NAPOLI (di Attilio Iannuzzo) – Ancora una volta si calpesta la costituzione. Ma quando c’è l’abitudine ad uno stato di cose, non ci sconvolgiamo più. Art. 11, “L’italia ripudia la guerra”, ma il paese è in guerra che si continua a morire.
La salma del caporal maggiore scelto Gaetano Tuccillo, ucciso lo scorso sabato in Afghanistan giunge nella capitale. Onori al valore e presenze istituzionali. Avremmo voluto vedere altri militari su quell’aereo, che tornavano da moglie e figli, immaginando in questo modo la fine di un conflitto. Per ora resta un sogno. I militari sono ancora lì, a sparare senza odio ma per mestiere, ad attendere che qualcosa possa cambiare. Un conflitto, quello in Afghanistan, di cui si prende consapevolezza solo periodicamente, quando i nostri soldati cadono. Fra una tragedia e l’altra, silenzio e disinteresse.

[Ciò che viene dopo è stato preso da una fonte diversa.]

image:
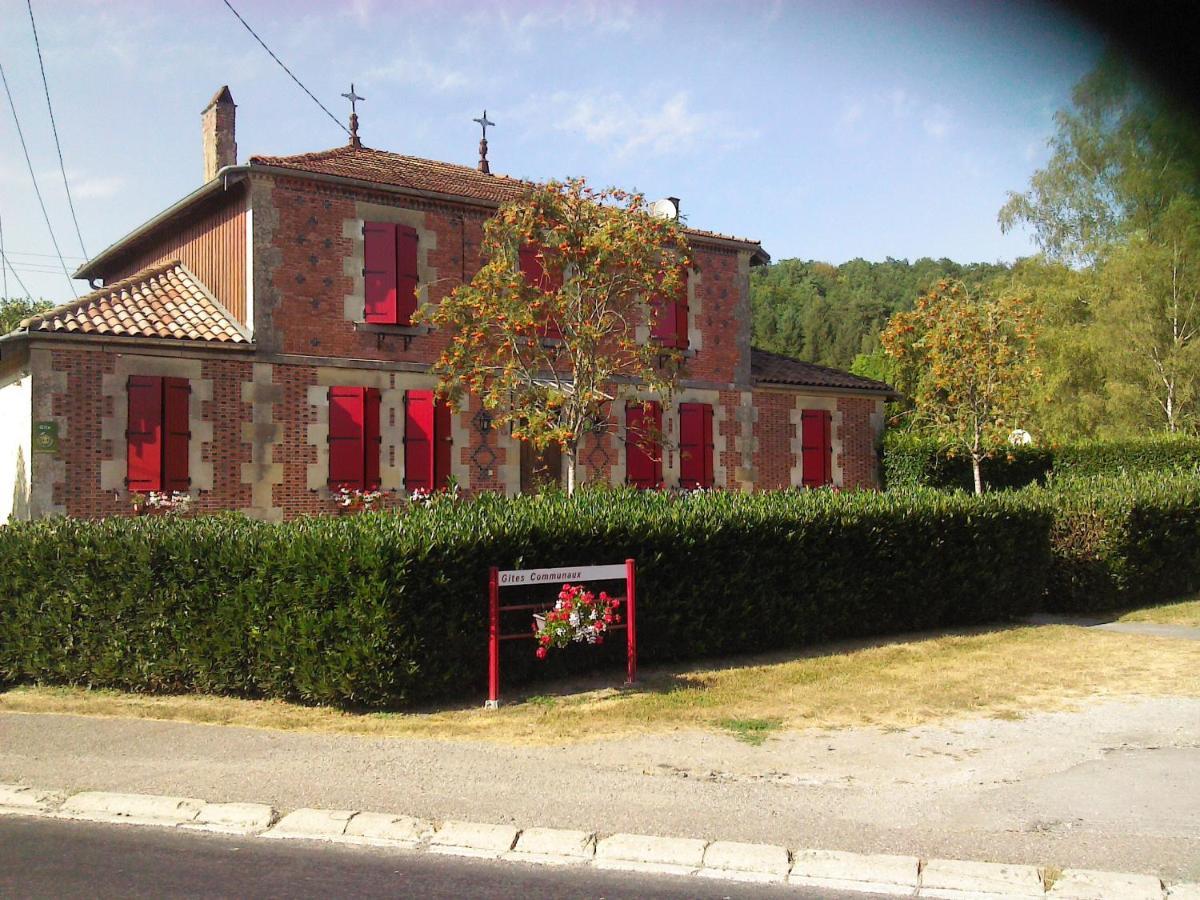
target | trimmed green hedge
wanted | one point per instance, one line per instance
(389, 609)
(1121, 541)
(915, 461)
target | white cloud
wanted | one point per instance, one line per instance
(937, 121)
(636, 126)
(419, 72)
(520, 31)
(901, 103)
(851, 115)
(96, 187)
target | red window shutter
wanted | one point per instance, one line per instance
(537, 276)
(643, 448)
(144, 435)
(707, 444)
(406, 274)
(443, 443)
(175, 435)
(671, 317)
(372, 439)
(816, 448)
(695, 445)
(347, 420)
(419, 441)
(379, 273)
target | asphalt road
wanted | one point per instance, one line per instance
(46, 858)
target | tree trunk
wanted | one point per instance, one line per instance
(571, 465)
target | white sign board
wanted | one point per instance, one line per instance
(517, 577)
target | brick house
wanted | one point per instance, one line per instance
(250, 346)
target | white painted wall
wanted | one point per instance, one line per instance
(16, 443)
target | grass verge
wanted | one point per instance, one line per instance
(1005, 673)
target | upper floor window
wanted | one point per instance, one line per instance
(535, 275)
(643, 444)
(671, 317)
(389, 273)
(157, 435)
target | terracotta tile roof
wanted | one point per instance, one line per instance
(768, 367)
(166, 300)
(399, 171)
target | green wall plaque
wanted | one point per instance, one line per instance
(46, 437)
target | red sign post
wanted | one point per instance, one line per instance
(563, 575)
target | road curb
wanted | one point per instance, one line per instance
(21, 801)
(130, 808)
(730, 861)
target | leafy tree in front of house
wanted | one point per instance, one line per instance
(15, 310)
(557, 324)
(967, 364)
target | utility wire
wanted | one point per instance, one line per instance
(37, 190)
(54, 127)
(4, 264)
(291, 75)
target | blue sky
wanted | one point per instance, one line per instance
(828, 131)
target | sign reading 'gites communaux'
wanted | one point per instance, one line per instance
(515, 577)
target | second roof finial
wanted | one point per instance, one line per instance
(483, 144)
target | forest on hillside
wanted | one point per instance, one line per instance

«La politica si nasconde dietro alla lotta al terrorismo, alla legittimazione della missione da parte delle Nazioni Unite e al non superamento dei limiti imposti dall’art. 11 della Costituzione. Punti condivisibili, ma insufficienti a dare le necessarie e indilazionabili risposte alla domanda fondamentale: perché e con quali obiettivi siamo in Afghanistan?». L’errore principale della missione è nel mancato o insufficiente coinvolgimento della popolazione afghana: Si è voluto puntare soprattutto sull’azione militare ed è al contempo mancata una strategia di sviluppo rispondente e ai reali bisogni e alle aspettative delle popolazioni.
Davvero viene da chiedersi se una nazione dalle profonde radici cristiane – come viene descritta l’Italia – possa accettare di annoverare tra le numerose «guerre dimenticate» anche un conflitto che essa stessa sta combattendo, oltretutto senza sapere bene perché.